Their diet is almost exclusively vegetarian and in captivity they will often eat all the plants in a tank.


----------



## NGosal (Jun 9, 2014)

This sucks cuz they are such beautiful fish. Especially the spotted ones. I really really wanted them for years now. ARRRRGH!!!


----------



## charles (Apr 21, 2010)

they will even eat plastic plants.


----------



## NGosal (Jun 9, 2014)

Lol. Someone should breed a strain more inclined to eat pellets/flakes instead. I'd pay top dollar for them.


----------



## jbyoung00008 (May 16, 2011)

charles said:


> they will even eat plastic plants.


That's funny Charles. I guess that settles it.


----------



## TomC (Apr 21, 2010)

Sounds like a good excuse to get another tank.


----------



## Clownloachlover (Apr 21, 2010)

Silver Dollars...Rocks only...plastic plants could become dinner...live plants will become invisible in short order. I have seen them eat flake food but they are fussy eaters. maybe if you plant egeria densa the plant will continue to supply food for the silver dollars. If you are not familiar with that plant, it grows like wildfire under most conditions. I have some in my 220 gallon tank and I trim about 6 to 8 inches off it on a weekly basis. that being said, depending on the number of silver dollars even the egeria densa may be extinct in your tank in short order!


----------



## NGosal (Jun 9, 2014)

Lol.
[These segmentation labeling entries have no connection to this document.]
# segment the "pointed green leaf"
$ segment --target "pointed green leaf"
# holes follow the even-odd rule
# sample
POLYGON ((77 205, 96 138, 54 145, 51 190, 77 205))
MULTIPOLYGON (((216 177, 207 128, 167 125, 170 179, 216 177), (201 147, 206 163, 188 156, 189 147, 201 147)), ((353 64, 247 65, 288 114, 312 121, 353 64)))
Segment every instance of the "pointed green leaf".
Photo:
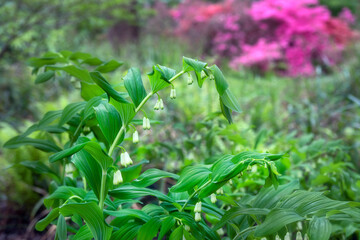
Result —
POLYGON ((107 102, 102 102, 94 107, 96 119, 107 142, 111 145, 121 128, 121 119, 115 107, 107 102))
POLYGON ((85 150, 79 151, 71 158, 72 163, 79 169, 82 176, 85 177, 86 183, 94 191, 99 198, 101 189, 101 166, 89 153, 85 150))
POLYGON ((118 199, 134 199, 144 196, 154 196, 163 201, 173 202, 170 197, 157 190, 134 187, 129 184, 124 184, 121 187, 109 191, 109 195, 118 199))
POLYGON ((119 68, 123 64, 124 64, 123 62, 118 62, 116 60, 110 60, 106 63, 101 64, 97 68, 95 68, 95 71, 99 71, 101 73, 108 73, 108 72, 115 71, 117 68, 119 68))
MULTIPOLYGON (((70 197, 77 196, 83 199, 86 195, 86 192, 82 188, 70 187, 70 186, 60 186, 52 194, 44 200, 44 205, 49 207, 54 207, 55 200, 68 200, 70 197)), ((57 205, 57 204, 55 204, 57 205)), ((57 207, 57 206, 56 206, 57 207)))
POLYGON ((84 225, 82 226, 74 235, 74 237, 71 240, 91 240, 93 239, 93 235, 88 228, 88 226, 84 225))
POLYGON ((99 72, 91 72, 90 76, 92 80, 108 94, 109 97, 112 97, 114 100, 121 103, 129 103, 129 101, 125 99, 126 94, 117 92, 99 72))
POLYGON ((331 223, 328 219, 313 217, 309 223, 308 234, 310 239, 328 240, 331 235, 331 223))
POLYGON ((46 72, 40 73, 39 75, 37 75, 37 77, 35 79, 35 83, 39 84, 39 83, 49 81, 54 76, 55 76, 54 71, 46 71, 46 72))
POLYGON ((110 100, 110 103, 119 112, 123 125, 127 125, 134 118, 135 116, 134 104, 119 103, 113 100, 110 100))
POLYGON ((136 187, 148 187, 162 178, 179 179, 179 176, 174 173, 165 172, 156 168, 148 169, 141 174, 136 180, 132 182, 132 185, 136 187))
POLYGON ((137 240, 152 240, 157 236, 161 221, 159 217, 154 217, 145 223, 140 229, 137 235, 137 240))
POLYGON ((9 141, 4 144, 4 148, 19 148, 23 145, 30 145, 33 146, 41 151, 44 152, 58 152, 61 151, 61 148, 58 147, 55 143, 44 140, 44 139, 34 139, 28 137, 13 137, 9 141))
POLYGON ((84 109, 85 105, 86 102, 70 103, 69 105, 67 105, 61 114, 59 126, 62 126, 68 121, 70 121, 76 115, 76 113, 84 109))
POLYGON ((43 219, 41 219, 39 222, 36 223, 35 229, 38 231, 44 231, 44 229, 57 217, 59 216, 59 209, 54 208, 50 211, 50 213, 43 219))
POLYGON ((158 239, 163 239, 166 233, 168 233, 172 227, 175 226, 175 218, 172 216, 166 217, 161 223, 161 229, 158 239))
POLYGON ((81 69, 77 66, 74 66, 74 65, 68 65, 68 66, 64 66, 64 67, 60 67, 60 66, 47 66, 47 69, 50 69, 50 70, 63 70, 65 72, 67 72, 69 75, 81 80, 81 81, 84 81, 84 82, 88 82, 88 83, 91 83, 91 77, 90 77, 90 74, 87 70, 85 69, 81 69))
POLYGON ((146 91, 141 79, 141 72, 138 68, 130 68, 124 77, 124 85, 135 106, 139 106, 146 97, 146 91))
POLYGON ((216 89, 221 97, 225 93, 226 89, 228 89, 229 85, 227 84, 225 77, 218 66, 213 65, 210 67, 210 69, 215 78, 216 89))
POLYGON ((256 227, 255 236, 262 237, 274 234, 286 225, 302 220, 304 217, 292 209, 272 209, 265 221, 256 227))
POLYGON ((170 79, 176 75, 176 71, 161 65, 153 66, 153 70, 148 74, 151 90, 153 93, 170 85, 170 79))
POLYGON ((96 240, 110 239, 112 228, 105 223, 103 213, 96 203, 70 203, 60 207, 59 211, 64 216, 79 214, 96 240))
POLYGON ((60 215, 58 218, 58 222, 56 224, 56 233, 55 238, 59 240, 66 240, 67 239, 67 227, 66 221, 63 215, 60 215))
I will not be pursing silver dollars anymore folks. I love my plants.


----------



## NGosal (Jun 9, 2014)

And I don't want another tank anytime soon. I just set this tank up 5 weeks ago. This and my 300 gallon pond is a handful at the moment.


----------



## pistachoo (Sep 6, 2010)

Huh. My brother must have a weirdo silver dollar: he doesn't seem to care about the java fern overgrowing the tank, and loves his sinking algae tablets. It's funny to watch him eat one because it doesn't fit in his mouth so he swims around flipping it and catching it again while trying to avoid it getting stolen by his nosy roomies (irridescent sharks).

Nevertheless, I wouldn't base any decision on this one oddball: planted tanks are too pretty to have ripped up by aggressive vegetarians!


----------



## cody-reece (Jul 30, 2014)

If you feed then algi wafers alot and I mean LOTS they wont eat much. I own 1 in a community tank.


----------



## jbyoung00008 (May 16, 2011)

Silver dollars are best kept in a group. The more the merrier. Otherwise they tend to be shy and more skidish than they already are. 1 might not totally destroy a planted tank but 5 sure will. Java fern is generally left alone by most fish. I should nibble on a piece to see what all the fuss is about lol


----------



## cody-reece (Jul 30, 2014)

Yeah very true. I had 2 but one got sick so now I have 1. He is very shy. Will eat but hides after.


----------



## shady280 (Oct 17, 2011)

I had 4 silver dollars. They must have been weirdos. Wouldn't touch any green food. Didn't try plants tho. They would eat pellets, flakes and bloodworms.


----------